Hintergrund: Während Sulfonylharnstoffe glukoseunabhängig insulinotrop wirken, ist der insulinotrope Effekt der Glukagon-like-Peptide-1-Rezeptoragonisten streng glukoseabhängig: Unterhalb einer Plasmaglukosekonzentration von 4–5 mmol / l wirken sie nicht mehr, was ein geringes Hypoglykämierisiko zur Folge hat. Vor diesem Hintergrund verglichen S. Østoft et al. den GLP-1-Rezeptoragonist Liraglutid und den Sulfonylharnstoff Glimepirid hinsichtlich ihrer Effektivität und Sicherheit bei MODY-Patienten mit einer HNF1A-Mutation.

Methoden: Die Untersuchung sollte zeigen, wie sich eine 6-wöchige Therapie mit Liraglutid verglichen mit Glimepirid auf den Nüchternglukosespiegel und das Hypoglykämierisiko auswirkt. Die dänischen Forscher führten ihre doppelt verblindete randomisierte Studie aufgrund der Seltenheit des MODY-3-Diabetes in einer Cross-over-Studie an 16 Patienten durch. Die Teilnehmer waren zur Hälfte Frauen, im Mittel 39 (23–67) Jahre alt und hatten einen mittleren BMI von 24,9 kg / m2. Ihr HbA1c-Wert lag bei 6,4 % und alle Teilnehmer waren heterozygote Träger der krankheitsauslösenden HNF1A-Mutation. Nach einer einwöchigen Auswaschphase erhielt die Hälfte der Patienten täglich einmal eine Liraglutid-Injektion und eine Placebo-Tablette, die andere Hälfte erhielt ebenfalls einmal täglich eine Placebo-Injektion und eine Glimepirid-Tablette. Im Anschluss an diese erste 6-wöchige Studienphase wurden wie zu Studienbeginn Laborparameter gemessen und eine Testmahlzeit sowie ein halbstündiges Fahrradtraining physiologisch ausgewertet. Nach einer weiteren einwöchigen Auswaschphase erhielten alle Studienteilnehmer die Therapie, die sie zuvor nicht erhalten hatten, einschließlich Testmahlzeit und Training. Die Titration von Glimepirid erfolgte zielwertorientiert, der angestrebte Bereich lag bei 5–5,9 mmol / l. Liraglutid wurde auf eine Dosis von 1,8 mg / d eingestellt.

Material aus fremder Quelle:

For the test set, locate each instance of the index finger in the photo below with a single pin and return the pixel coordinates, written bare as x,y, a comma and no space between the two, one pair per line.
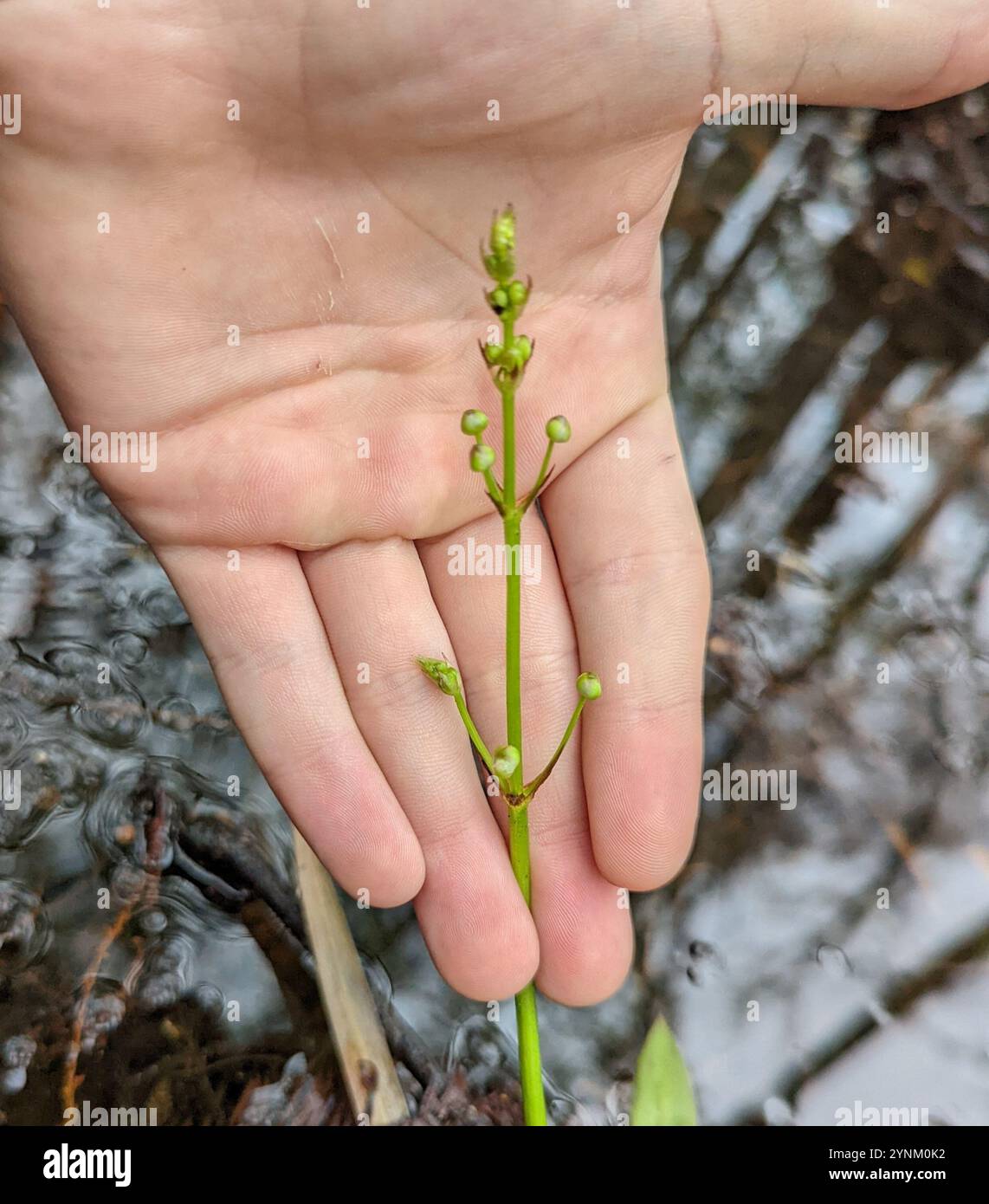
632,556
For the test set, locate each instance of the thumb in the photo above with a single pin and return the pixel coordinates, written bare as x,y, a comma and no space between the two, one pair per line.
881,53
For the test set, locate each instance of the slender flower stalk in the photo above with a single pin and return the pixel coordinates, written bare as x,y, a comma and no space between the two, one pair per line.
507,363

Ergebnisse: Beide Schemata reduzierten den Nüchternglukosespiegel signifikant: Er sank unter Liraglutid um durchschnittlich 1,6 auf 8,2 mmol / l, unter Glimepirid um 2,8 auf 7,2 mmol / l. Es bestand keine signifikante Therapiedifferenz. Liraglutid und Glimepirid dämpften die postprandialen Blutzuckerspitzen: Die AUC sank von durchschnittlich 3 127 min mmol / l vor Studienbeginn auf 2 624 min mmol / l unter Liraglutid und auf 2 136 min mmol / l unter Glimepirid. Die Forscher beobachteten 18 hypoglykämische Episoden unter Glimepirid und eine unter Liraglutid.

Folgerung: Viele Patienten mit HNF1A-Diabetes lassen sich mit einer Sulfonylharnstoff-Monotherapie gut einstellen. Patienten, die schnell eine Hypoglykämie entwickeln oder zunehmen, könnten von einer Therapie mit dem GLP-1-Rezeptoragonist Liraglutid profitieren, da die Liraglutid-Therapie signifikant seltener zu Hypoglykämien führte, so die Autoren. Allerdings sei die Hypoglykämierate unter Glimepirid auch zum Teil auf die aggressive Einstellung des HbA1c-Zielwerts auf ≤ 6,5 % zurückzuführen. Außerdem bremsten GLP 1-Rezeptoragonisten in präklinischen Studien die Beta-Zell-Apoptose. Auch davon könnten Patienten mit HNF1A-Diabetes profitieren, denn bei ihnen verringern sich Zahl und Funktion der Beta-Zellen kontinuierlich.